Persoalan baru muncul. lanskap Padang Sidempuan (termasuk Oeta Rimbaroe dan
Saboengan) yang awalnya adalah lumbung beras utama di Ankola, kewalahan
memenuhi kebutuhan pangan penduduk di pusat kota Padang Sidempuan yang
jumlahnya meningkat dari tahun ke tahun. Terjadi excess demand. Akibatnya
harga-harga kebutuhan pokok, utamanya beras mulai pada tahun 1873 terjadi
ekskalasi kenaikan harga.
Java-bode: nieuws, handels- en advertentieblad voor
Nederlandsch-Indie, 06-02-1873:..di pemerintahan Padang Sidempoean harga
makanan meningkat. Mereka mengeluh tentang kenaikan harga kebutuhan hampir
setiap hari. Beras telah mencapai harga Æ’ 11/12 per picol’
***
Di Batavia, kemajuan yang terjadi di Padang
Sidempuan terus di pantau. Sudah waktunya, Kota Padang Sidempuan ditingkatkan
dari ibukota asisten residen Mandheling en Ankola menjadi ibukota residen
Tapanoeli. Pada tanggal 13 Maret 1873 terbit Keputusan Gubernur Jenderal yang
mengindikasikan bahwa ibukota Residen Tapanoeli akan dipindahkan ke Padang
Sidempoean.
Sumatra-courant: nieuws- en advertentieblad, 02-04-1873:
‘Dengan keputusan 13 Maret, Lembaran Negara No 51, jabatan Asisten Residen dari
Mandheling dan Ankola akan dicabut pada afdeelingen ini dan didedikasikan untuk
jabatan Residen Tapanoeli, sementara di Afdeeling Siboga akan di bawah pengelolaan dengan
jabatan Asisten Residen. (dalam Koran ini) sebanyak 10 unit sekolah pribumi (Inlandsche School) di
Tapanoeli akan dibentuk’.
Java-bode: nieuws, handels- en advertentieblad voor
Nederlandsch-Indie, 23-04-1873: ‘untuk jabatan Asisten Residen di Siboga adalah
Asisten Residen dari Mandheling en Ankola, J.C. Boyle. Untuk kommisioner di
kantor asisten residen Siboga adalah kommisioner dari kantor asisten residen
Mandheling en Ankola, H.O. Schultze’.
Pada tahun 1873 ini juga dari Departement
Onderwijs di Batavia bahwa akan disetting sejumlah sekolah rakyat menjadi
sekolah dasar pemerintah (Inlandsche School) sebanyak 10 unit sekolah di
Tapanoeli. Menariknya, dari 10 Sekolah Dasar Pemerintah yang telah dibangun di
Residentie Tapanoeli delapan diantaranya berada di Afdeeling Mandheling en
Ankola. Salah satu sekolah dasar pemerintah itu berada di Padang Sidempuan.

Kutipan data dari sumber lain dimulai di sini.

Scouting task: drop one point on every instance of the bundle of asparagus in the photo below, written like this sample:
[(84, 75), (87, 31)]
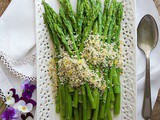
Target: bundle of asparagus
[(87, 60)]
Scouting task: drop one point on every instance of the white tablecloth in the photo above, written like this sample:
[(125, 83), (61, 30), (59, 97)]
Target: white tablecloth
[(143, 7)]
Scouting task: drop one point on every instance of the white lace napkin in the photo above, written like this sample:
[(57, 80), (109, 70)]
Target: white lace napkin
[(17, 38), (147, 7)]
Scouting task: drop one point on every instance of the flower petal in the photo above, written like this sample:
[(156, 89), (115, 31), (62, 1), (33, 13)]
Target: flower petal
[(29, 107), (11, 101), (24, 83), (13, 90)]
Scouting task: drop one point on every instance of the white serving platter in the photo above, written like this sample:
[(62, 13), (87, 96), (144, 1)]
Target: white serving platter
[(45, 100)]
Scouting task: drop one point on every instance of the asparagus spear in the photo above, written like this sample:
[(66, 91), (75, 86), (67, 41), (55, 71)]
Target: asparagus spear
[(70, 30), (69, 12)]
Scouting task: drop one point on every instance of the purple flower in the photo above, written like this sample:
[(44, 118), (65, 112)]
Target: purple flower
[(11, 97), (25, 105), (28, 89), (27, 100), (11, 114)]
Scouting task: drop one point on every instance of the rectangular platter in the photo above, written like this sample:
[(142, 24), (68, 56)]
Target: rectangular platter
[(45, 100)]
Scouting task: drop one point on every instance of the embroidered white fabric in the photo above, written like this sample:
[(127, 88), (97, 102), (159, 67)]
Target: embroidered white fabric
[(9, 63), (46, 103)]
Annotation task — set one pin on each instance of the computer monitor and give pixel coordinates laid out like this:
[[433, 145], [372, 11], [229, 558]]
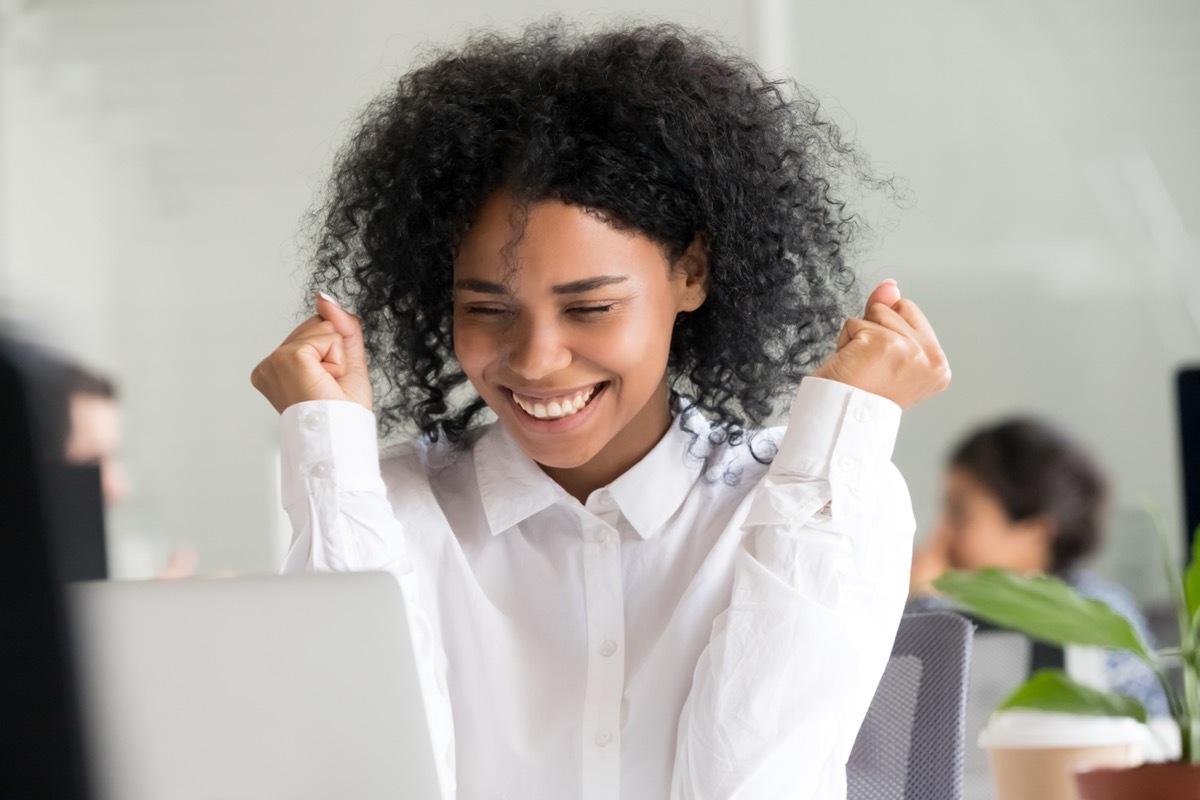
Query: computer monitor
[[1188, 386]]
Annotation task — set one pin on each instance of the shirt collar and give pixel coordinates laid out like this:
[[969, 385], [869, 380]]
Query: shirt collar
[[653, 489], [513, 487]]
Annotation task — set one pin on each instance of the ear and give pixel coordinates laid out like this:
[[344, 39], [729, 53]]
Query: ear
[[694, 268]]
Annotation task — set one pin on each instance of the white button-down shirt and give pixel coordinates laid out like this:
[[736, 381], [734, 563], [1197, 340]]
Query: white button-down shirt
[[703, 627]]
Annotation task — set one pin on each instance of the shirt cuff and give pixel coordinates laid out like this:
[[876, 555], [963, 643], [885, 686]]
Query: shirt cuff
[[328, 444], [838, 437]]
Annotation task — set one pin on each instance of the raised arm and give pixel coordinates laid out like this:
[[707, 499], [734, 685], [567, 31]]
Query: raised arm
[[821, 578], [333, 489]]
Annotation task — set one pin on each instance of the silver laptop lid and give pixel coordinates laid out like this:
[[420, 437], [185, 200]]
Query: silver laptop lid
[[297, 686]]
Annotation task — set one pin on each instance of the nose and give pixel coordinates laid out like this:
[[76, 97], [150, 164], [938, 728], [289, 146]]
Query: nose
[[537, 348]]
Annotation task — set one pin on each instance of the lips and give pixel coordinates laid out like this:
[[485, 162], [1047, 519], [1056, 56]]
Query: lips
[[556, 407]]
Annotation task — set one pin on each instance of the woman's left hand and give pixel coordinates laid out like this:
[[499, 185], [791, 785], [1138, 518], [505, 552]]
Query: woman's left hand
[[892, 352]]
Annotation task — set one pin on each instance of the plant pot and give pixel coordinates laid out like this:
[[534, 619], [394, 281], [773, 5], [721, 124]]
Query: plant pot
[[1169, 781]]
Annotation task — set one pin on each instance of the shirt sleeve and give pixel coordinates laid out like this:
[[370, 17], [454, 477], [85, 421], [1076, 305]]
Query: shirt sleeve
[[342, 521], [819, 588]]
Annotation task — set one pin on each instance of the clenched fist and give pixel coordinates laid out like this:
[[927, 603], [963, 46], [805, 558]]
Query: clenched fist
[[892, 352], [322, 359]]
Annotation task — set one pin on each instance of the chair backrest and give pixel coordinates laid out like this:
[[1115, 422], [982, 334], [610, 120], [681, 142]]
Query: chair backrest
[[911, 744]]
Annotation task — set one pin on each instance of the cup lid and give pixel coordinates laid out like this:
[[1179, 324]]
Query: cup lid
[[1026, 728]]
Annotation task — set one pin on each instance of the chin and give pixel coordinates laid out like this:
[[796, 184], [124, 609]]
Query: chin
[[562, 457]]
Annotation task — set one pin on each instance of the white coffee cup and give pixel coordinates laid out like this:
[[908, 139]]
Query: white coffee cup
[[1037, 753]]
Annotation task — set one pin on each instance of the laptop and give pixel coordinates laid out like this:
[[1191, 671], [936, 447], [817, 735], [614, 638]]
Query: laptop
[[292, 687]]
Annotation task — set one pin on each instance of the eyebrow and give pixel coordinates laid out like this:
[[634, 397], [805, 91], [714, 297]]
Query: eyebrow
[[574, 287]]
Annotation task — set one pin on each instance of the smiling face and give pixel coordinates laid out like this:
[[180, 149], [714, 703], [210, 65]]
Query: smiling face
[[979, 533], [563, 325]]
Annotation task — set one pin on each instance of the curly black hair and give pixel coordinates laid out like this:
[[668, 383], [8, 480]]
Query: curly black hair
[[1036, 469], [655, 128]]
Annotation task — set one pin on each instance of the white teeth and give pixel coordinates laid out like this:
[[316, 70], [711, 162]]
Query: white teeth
[[558, 407]]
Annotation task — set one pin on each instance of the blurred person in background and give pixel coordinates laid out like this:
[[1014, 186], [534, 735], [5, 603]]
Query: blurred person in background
[[1021, 494], [94, 429], [94, 438]]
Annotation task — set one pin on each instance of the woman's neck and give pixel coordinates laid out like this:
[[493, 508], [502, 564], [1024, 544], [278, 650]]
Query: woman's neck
[[624, 450]]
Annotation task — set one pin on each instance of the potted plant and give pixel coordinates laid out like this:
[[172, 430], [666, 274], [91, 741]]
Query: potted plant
[[1049, 609]]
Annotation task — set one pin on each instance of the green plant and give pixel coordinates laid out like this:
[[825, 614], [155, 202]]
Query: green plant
[[1049, 609]]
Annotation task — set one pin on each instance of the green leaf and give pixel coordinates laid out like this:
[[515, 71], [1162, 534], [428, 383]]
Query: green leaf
[[1053, 690], [1192, 579], [1041, 607]]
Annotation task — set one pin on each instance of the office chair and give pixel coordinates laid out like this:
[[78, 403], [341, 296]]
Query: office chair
[[911, 744]]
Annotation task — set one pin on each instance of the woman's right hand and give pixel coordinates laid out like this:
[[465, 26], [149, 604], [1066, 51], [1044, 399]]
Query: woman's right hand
[[322, 359]]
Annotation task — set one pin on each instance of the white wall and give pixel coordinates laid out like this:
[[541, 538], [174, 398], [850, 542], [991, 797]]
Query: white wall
[[156, 157], [1051, 235]]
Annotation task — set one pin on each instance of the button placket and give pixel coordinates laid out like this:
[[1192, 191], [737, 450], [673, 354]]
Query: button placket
[[606, 672]]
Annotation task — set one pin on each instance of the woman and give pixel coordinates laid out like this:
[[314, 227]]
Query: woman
[[625, 248]]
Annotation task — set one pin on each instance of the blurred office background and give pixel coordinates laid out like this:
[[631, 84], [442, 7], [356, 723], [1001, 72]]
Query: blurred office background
[[157, 157]]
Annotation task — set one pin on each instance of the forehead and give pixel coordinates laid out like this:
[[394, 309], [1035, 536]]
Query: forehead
[[550, 241]]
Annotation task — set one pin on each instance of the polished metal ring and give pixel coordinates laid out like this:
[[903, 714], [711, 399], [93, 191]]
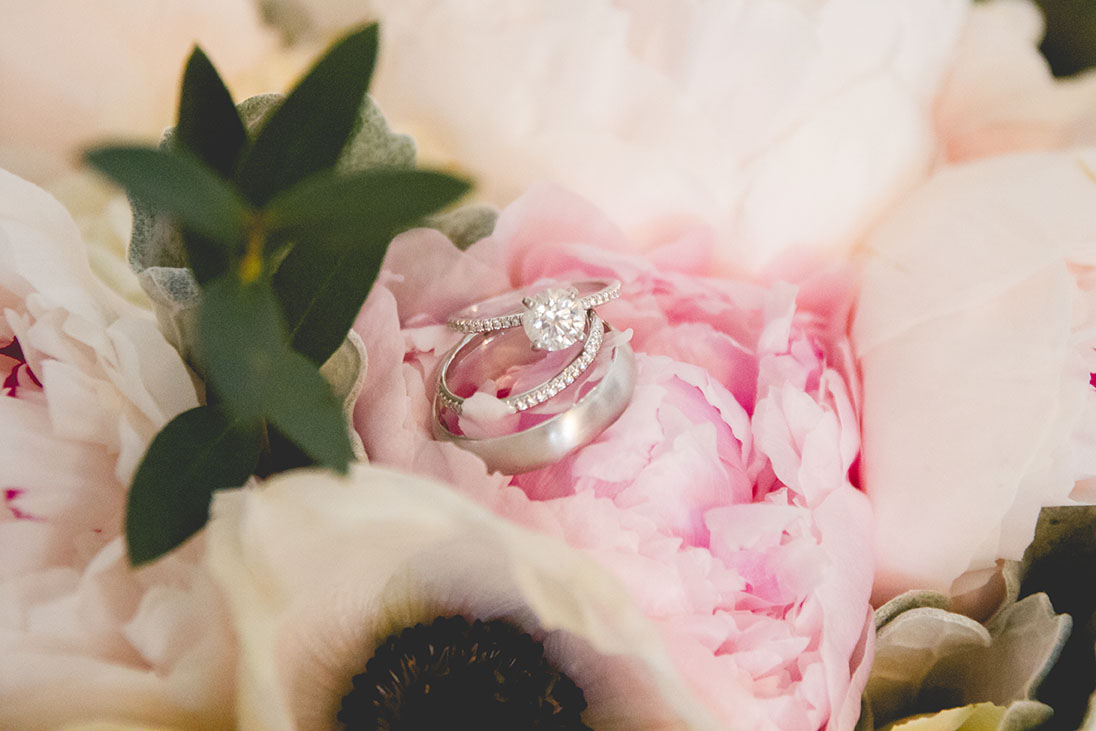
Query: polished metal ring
[[554, 438]]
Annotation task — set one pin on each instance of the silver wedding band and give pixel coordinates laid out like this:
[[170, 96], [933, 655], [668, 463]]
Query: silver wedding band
[[550, 441], [555, 318]]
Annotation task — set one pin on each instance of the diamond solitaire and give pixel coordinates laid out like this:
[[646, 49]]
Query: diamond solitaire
[[554, 319]]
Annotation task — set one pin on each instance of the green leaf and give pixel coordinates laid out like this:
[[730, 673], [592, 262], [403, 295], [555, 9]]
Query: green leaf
[[200, 450], [343, 229], [178, 184], [208, 124], [306, 134], [332, 209], [1061, 561], [240, 342], [304, 409]]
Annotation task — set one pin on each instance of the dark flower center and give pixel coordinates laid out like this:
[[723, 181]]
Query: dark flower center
[[452, 674]]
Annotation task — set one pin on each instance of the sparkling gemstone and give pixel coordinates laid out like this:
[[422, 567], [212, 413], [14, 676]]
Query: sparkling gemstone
[[554, 319]]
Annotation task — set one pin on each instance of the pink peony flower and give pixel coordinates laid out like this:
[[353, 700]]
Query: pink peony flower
[[720, 499], [87, 380]]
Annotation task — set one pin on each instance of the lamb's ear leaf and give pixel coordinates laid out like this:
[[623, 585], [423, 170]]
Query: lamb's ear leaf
[[305, 135]]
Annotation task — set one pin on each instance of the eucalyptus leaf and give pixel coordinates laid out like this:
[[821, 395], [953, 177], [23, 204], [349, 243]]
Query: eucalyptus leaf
[[179, 184], [334, 209], [240, 342], [208, 124], [304, 409], [307, 133], [322, 285], [1061, 561], [200, 450]]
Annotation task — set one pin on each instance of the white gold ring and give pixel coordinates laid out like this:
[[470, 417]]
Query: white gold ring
[[554, 438], [534, 396], [554, 318]]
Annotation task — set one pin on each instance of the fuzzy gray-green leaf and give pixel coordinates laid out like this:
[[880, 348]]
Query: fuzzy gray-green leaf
[[307, 133], [179, 184]]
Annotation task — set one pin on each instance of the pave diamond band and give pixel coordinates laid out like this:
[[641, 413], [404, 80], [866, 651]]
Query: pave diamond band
[[550, 317], [534, 396], [554, 318]]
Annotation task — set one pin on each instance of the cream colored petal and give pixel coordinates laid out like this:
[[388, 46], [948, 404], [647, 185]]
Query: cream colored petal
[[319, 569]]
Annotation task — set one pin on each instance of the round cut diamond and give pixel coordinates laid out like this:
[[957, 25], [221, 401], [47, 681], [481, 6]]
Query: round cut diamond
[[554, 319]]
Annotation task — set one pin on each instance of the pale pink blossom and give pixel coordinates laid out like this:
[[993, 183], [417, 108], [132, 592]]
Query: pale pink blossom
[[975, 332], [1000, 94], [721, 498], [88, 379]]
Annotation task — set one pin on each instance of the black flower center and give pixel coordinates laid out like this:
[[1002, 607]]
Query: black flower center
[[452, 674]]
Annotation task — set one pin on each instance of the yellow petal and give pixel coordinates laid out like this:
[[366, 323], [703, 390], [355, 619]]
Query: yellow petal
[[975, 717]]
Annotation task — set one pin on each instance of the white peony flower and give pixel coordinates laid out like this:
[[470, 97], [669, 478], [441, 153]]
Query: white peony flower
[[320, 570], [1000, 94], [88, 380], [975, 334], [784, 124]]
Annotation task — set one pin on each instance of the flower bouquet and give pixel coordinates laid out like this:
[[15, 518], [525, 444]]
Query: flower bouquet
[[509, 365]]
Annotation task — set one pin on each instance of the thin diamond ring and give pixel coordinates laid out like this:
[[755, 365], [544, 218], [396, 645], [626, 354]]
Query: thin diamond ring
[[554, 318], [539, 393]]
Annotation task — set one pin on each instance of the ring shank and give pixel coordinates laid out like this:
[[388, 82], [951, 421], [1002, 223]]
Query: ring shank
[[550, 441]]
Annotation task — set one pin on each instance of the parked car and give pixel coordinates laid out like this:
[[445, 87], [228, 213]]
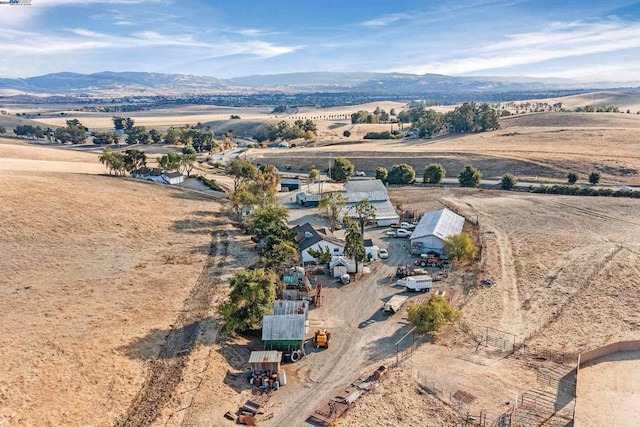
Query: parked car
[[401, 232]]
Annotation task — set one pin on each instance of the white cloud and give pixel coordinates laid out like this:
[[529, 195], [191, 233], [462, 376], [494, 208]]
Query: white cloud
[[386, 20], [557, 41]]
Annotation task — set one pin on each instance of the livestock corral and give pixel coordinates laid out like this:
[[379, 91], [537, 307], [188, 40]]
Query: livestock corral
[[111, 286]]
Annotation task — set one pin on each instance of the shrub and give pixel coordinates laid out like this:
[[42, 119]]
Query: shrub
[[434, 174], [211, 183], [470, 177], [432, 315]]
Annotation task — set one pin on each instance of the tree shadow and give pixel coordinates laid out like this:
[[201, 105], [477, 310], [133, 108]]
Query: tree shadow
[[172, 343], [384, 347]]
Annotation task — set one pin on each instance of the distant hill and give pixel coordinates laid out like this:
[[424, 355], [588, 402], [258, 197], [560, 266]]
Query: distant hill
[[400, 84]]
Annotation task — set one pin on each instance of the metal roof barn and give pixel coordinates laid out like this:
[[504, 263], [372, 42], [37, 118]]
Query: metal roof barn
[[283, 332], [265, 360], [285, 307], [434, 227]]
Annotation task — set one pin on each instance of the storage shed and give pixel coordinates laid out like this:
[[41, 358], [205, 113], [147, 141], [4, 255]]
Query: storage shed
[[284, 307], [434, 227], [285, 333], [291, 183], [265, 360]]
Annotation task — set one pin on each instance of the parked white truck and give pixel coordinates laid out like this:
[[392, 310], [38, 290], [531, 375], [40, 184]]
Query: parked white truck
[[416, 283], [394, 304]]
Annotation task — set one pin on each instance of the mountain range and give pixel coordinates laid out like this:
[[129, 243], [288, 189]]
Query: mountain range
[[140, 83]]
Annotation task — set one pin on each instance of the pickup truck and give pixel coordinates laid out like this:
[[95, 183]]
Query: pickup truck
[[400, 232]]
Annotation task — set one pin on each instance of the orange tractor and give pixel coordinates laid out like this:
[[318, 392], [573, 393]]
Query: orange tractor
[[322, 338]]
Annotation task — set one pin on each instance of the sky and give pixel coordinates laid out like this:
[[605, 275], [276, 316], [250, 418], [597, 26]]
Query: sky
[[586, 40]]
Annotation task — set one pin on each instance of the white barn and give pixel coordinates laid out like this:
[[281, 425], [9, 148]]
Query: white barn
[[375, 191], [307, 237], [434, 227]]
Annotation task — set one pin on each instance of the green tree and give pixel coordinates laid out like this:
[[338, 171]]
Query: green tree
[[401, 174], [241, 198], [432, 315], [470, 177], [354, 242], [74, 132], [382, 174], [281, 256], [341, 170], [270, 221], [434, 174], [572, 177], [155, 136], [105, 138], [187, 163], [333, 204], [118, 123], [314, 174], [508, 182], [113, 161], [364, 212], [460, 246], [241, 170], [322, 255], [429, 123], [253, 293], [134, 160]]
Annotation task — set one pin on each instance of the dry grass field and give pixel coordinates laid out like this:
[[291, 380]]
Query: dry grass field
[[96, 272], [110, 285]]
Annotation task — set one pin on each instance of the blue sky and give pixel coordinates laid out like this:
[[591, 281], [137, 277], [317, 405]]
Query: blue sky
[[585, 40]]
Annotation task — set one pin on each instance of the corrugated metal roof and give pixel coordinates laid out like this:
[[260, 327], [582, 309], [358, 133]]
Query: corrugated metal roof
[[369, 185], [286, 328], [270, 356], [284, 307], [441, 223], [384, 210]]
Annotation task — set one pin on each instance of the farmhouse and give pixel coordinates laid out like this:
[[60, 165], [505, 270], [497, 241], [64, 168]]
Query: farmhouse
[[340, 265], [434, 227], [284, 332], [375, 191], [307, 237]]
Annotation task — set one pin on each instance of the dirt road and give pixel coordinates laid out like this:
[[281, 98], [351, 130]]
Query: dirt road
[[361, 338]]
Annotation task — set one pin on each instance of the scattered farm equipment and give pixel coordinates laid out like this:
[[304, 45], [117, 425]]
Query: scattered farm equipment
[[322, 338]]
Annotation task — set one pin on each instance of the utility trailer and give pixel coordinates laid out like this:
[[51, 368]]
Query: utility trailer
[[394, 304], [416, 283]]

Sekolah dasar pemerintah di Padang Sidempuan ini merupakan sekolah yang
dibangun benar-benar baru. Sedangkan Sekolah Dasar Pemerintah seperti di
Batunadua, Hutarimbaru dan Pitjar Koling merupakan akuisisi dari sekolah rakyat
yang dikelola masyarakat yang guru-gurunya merupakan alumni Kweekschool
Tanobato. Guru-guru yang sudah ada inilah yang diangkat pemerintah sebagai guru
di sekolah dasar pemerintah tersebut.
***
Kini, anak-anak usia sekolah sudah bisa
bersekolah karena sudah ada sekolah dasar milik pemerintah di utara Kampung
Bukit yang letaknya dekat persawahan. Lokasi yang dipilih untuk sekolah dasar
ini di Padang Sidempuan adalah di pinggir kota (kala itu) yang kini menjadi
Jalan Sutomo (SD N 2 yang sekarang). 'Sikola Topi Saba' ini menjadi tempat
tujuan baru untuk bersekolah anak-anak dari pemukiman di pusat kota dan
anak-anak yang berasal dari kawasan 'parsabaan' seperti Batang Ajoemi, Tanobato,
Sigiring-giring, Sihadabuan, Panyanggar dan juga dari Sidangkal.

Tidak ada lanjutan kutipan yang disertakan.